Math Bio Seminar: Identifying Peaks and Estimating Parameters for CUT&RUN Sequencing Using Branching Process Model
Author: Lona
Author: Lona
Speaker: Debosmita Kundu, Iowa State University (Statistics)
Abstract: CUT&RUN is a new method for detecting protein interactions with DNA that is easier to implement than ChIP-seq and can work with less starting DNA. This method combines antibody-targeted controlled cleavage by micrococcal nuclease with massively parallel DNA sequencing to identify DNA fragments bound to a target protein. Almost all sequencing-based quantification methods, including CUT&RUN, involve DNA amplification by Polymerase Chain Reaction (PCR). For many methods, the amplification is virtually invisible because the complexity of the initial sample and the low rate of final sampling ensures that the vast majority of sequenced fragments are not PCR duplicates.
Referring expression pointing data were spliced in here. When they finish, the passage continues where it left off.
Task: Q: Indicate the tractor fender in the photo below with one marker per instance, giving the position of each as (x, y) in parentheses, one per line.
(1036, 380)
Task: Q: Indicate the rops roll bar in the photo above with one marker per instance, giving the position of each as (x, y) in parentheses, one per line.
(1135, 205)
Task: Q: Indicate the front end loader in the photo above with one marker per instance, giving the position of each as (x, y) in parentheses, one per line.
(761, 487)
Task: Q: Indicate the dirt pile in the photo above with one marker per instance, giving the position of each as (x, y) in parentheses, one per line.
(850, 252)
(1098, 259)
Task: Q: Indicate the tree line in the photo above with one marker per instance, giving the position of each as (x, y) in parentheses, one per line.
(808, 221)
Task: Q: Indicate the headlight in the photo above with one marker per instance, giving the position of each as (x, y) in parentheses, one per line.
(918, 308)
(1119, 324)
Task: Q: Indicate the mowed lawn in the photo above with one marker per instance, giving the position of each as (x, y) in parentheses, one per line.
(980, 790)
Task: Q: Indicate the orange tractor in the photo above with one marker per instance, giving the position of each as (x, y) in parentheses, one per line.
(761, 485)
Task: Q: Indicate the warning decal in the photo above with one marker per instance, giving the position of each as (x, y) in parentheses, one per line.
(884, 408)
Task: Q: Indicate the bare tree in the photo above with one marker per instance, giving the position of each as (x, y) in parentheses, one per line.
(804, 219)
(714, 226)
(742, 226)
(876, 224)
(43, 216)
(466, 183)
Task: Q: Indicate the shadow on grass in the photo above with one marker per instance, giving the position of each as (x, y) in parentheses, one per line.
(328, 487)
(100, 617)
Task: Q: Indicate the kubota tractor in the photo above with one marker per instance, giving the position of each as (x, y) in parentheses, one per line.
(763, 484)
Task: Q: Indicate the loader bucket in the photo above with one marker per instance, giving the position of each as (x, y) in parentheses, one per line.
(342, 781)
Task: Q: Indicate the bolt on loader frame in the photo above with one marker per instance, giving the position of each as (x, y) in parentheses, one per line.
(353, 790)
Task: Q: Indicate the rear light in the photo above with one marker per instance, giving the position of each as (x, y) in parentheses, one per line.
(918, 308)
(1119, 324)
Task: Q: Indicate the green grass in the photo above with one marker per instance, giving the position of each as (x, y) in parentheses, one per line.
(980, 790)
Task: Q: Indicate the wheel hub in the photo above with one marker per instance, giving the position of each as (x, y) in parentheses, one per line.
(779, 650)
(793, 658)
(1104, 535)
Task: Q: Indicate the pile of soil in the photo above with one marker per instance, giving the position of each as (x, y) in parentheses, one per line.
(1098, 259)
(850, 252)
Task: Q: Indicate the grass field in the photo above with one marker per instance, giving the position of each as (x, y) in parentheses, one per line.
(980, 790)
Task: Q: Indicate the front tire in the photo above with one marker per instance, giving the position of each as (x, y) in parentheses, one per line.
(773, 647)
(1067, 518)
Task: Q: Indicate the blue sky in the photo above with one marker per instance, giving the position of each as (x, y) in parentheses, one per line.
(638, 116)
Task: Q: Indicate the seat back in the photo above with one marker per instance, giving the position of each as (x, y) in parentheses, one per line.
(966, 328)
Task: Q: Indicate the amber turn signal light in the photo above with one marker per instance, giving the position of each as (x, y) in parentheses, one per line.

However, amplification is a major factor in CUT&RUN with low amounts of starting DNA. Many sampled fragments are identical, and it is impossible to know if they are PCR duplicates or repeatedly sampled identical molecules. There are confounding recommendations in the CUT&RUN data analysis literature, varying from complete removal to complete retention of all duplicate DNA fragments. We propose a branching process model for PCR amplification and sampling. I will present our progress in developing a statistical estimation procedure for this model to distinguish the types of duplication and more accurately detect the regions of enriched DNA fragments or peaks indicating protein binding events in genomes treated by CUT&RUN.